LAS LEYES ‘CALVO’ Y DE LIBERTAD SEXUAL

Una de las fuentes de tensión entre el Ejecutivo y el Poder Judicial se ha residenciado en el CGPJ, que el pasado lunes aprobó su informe al Anteproyecto de ley de Memoria democrática, un texto que se muestra muy crítico con algunos aspectos de la llamada ‘Ley Calvo’ al estimar que vulnera la libertad de expresión.

El punto más crítico es el que se refiere a las causas de extinción de fundaciones, dado que los vocales sostienen que “la apología del franquismo, sin el requisito adicional del menosprecio o humillación a las víctimas, constituye la expresión de ideas que, aunque contrarias a los valores proclamados por la Constitución, están amparadas por la libertad de expresión”.

Ya en febrero, el Pleno del CGPJ vapuleó otra ley emanada del Gobierno, la ley de Libertad Sexual o del ‘solo sí es sí’, al aprobar por unanimidad un texto que critica algunos de los aspectos más destacados de la norma, como la definición de consentimiento o la absorción del delito de abusos sexuales en el de agresión sexual.

Las críticas a las leyes del Gobierno han llegado también desde el Ministerio Público. Este martes se ha conocido el borrador del informe sobre la nueva Ley de Enjuiciamiento Criminal (LECrim), elaborado por la Secretaría Técnica de la Fiscalía General del Estado, que hace una “valoración general desfavorable” del proyecto estrella del Ministerio de Justicia, que pretende dar un vuelco al modelo de investigación penal atribuyendo la instrucción a los fiscales.

LA REFORMA DEL CGPJ

Uno de los asuntos relacionados con la Justicia que más quebraderos ha dado al Ejecutivo en los últimos meses ha sido la reforma del CGPJ, que se intentó a través de dos iniciativas parlamentarias de PSOE y Unidas Podemos, aunque solo cristalizó la que limita las competencias del órgano cuando está en funciones, ya que los socios de coalición tuvieron que retirar la que apuntaba a un cambio de las mayorías por las que se elige a los vocales ante la presión de Europa.

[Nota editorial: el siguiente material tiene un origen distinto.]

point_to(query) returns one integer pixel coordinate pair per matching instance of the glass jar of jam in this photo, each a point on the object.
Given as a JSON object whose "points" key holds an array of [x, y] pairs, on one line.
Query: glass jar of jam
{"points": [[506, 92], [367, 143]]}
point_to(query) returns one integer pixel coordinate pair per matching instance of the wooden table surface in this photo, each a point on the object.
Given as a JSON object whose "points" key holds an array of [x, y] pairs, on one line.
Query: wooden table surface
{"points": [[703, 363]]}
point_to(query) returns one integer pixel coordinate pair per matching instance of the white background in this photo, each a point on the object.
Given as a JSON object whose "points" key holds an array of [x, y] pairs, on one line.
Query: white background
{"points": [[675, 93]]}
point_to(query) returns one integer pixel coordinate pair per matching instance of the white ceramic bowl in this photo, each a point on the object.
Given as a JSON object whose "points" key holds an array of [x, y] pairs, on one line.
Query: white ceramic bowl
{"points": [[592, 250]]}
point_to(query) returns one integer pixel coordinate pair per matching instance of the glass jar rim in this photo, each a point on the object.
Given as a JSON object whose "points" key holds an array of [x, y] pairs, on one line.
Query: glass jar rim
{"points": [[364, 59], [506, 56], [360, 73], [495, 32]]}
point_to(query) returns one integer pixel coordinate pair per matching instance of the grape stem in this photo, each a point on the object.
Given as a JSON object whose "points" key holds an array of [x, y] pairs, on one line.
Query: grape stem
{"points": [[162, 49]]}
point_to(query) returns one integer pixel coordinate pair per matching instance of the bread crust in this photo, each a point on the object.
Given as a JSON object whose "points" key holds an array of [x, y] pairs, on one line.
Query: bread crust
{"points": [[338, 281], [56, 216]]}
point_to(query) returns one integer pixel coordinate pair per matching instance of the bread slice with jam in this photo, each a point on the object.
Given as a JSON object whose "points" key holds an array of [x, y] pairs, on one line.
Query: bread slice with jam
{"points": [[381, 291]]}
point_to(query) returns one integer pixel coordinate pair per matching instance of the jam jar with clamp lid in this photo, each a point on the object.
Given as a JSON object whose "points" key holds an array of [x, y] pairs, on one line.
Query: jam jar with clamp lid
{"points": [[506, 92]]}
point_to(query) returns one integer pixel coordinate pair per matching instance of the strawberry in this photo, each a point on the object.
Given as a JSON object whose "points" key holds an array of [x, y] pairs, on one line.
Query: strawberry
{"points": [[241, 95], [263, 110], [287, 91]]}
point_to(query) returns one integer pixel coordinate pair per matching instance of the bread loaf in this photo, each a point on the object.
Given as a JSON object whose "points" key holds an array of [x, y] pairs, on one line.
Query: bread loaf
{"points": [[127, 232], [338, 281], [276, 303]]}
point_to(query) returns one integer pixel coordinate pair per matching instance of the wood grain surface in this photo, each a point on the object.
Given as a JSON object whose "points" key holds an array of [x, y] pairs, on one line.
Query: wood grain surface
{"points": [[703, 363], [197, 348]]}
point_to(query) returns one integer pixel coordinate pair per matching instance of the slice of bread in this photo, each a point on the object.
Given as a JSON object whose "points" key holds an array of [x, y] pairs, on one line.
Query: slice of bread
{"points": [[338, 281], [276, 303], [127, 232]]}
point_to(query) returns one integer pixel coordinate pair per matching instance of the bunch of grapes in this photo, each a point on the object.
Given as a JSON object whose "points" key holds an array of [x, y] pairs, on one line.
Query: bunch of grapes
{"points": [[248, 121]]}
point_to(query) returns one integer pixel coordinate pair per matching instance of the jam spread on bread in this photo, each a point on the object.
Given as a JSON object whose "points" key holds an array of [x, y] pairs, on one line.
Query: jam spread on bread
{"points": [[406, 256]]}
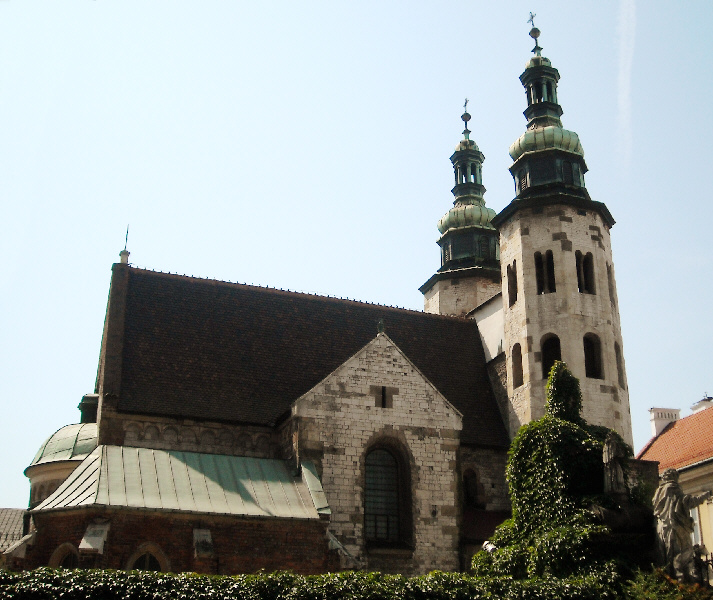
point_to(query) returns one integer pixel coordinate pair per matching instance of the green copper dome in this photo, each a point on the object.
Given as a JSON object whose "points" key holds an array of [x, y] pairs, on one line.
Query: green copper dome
{"points": [[538, 61], [466, 215], [72, 442], [542, 138]]}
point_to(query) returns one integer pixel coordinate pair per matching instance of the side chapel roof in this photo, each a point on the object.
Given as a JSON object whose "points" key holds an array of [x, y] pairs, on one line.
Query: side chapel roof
{"points": [[205, 349], [682, 443]]}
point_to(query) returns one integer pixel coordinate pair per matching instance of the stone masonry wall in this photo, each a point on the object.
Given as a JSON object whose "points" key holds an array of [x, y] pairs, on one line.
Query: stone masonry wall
{"points": [[341, 420], [566, 313], [458, 296]]}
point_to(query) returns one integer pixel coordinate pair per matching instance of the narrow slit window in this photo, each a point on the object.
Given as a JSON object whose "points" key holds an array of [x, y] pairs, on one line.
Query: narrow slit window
{"points": [[551, 352], [512, 283], [517, 378], [593, 357]]}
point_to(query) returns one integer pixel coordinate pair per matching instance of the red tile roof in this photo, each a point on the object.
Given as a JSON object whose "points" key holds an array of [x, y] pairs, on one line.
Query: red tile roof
{"points": [[683, 442], [204, 349]]}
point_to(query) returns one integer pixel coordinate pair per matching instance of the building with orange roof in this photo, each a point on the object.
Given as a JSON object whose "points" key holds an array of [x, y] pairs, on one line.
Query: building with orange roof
{"points": [[686, 445]]}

La Asociación Profesional de la Magistratura (APM), la Asociación Judicial Francisco de Vitoria (AJFV) y el Foro Judicial Independiente (FJI), que representan a más de 2.500 jueces españoles, remitieron un escrito a la vicepresidenta de la UE para Valores y Transparencia, Vêra Jourová, y al comisario de Justicia, Didier Reynders, denunciando lo que consideran un “riesgo de violación grave” del Estado de Derecho en nuestro país por la reforma del CGPJ.

En esta misiva, los firmantes solicitaron a la Comisión Europea la adopción de medidas, mencionando expresamente el inicio de procedimiento del artículo 7 del Tratado de la Unión Europea (TUE), que recoge la posibilidad de sancionar a un Estado miembro por violar valores básicos de la UE, como los Derechos Humanos o el imperio de la ley, y supone perder el derecho a voto en el Consejo.

Finalmente, y aunque aún sólo es una ponencia que debe discutirse, destaca la elaborada por el magistrado del Tribunal Constitucional Pedro González-Trevijano sobre el recurso de Vox contra el primer decreto de Estado de Alarma, un texto que plantea declarar inconstitucionales algunas medidas de restricción de movilidad aplicadas por el Gobierno al inicio de la pandemia por covid-19 entre las que estaría el confinamiento domiciliario. Se estudiará en Pleno el próximo dia 22.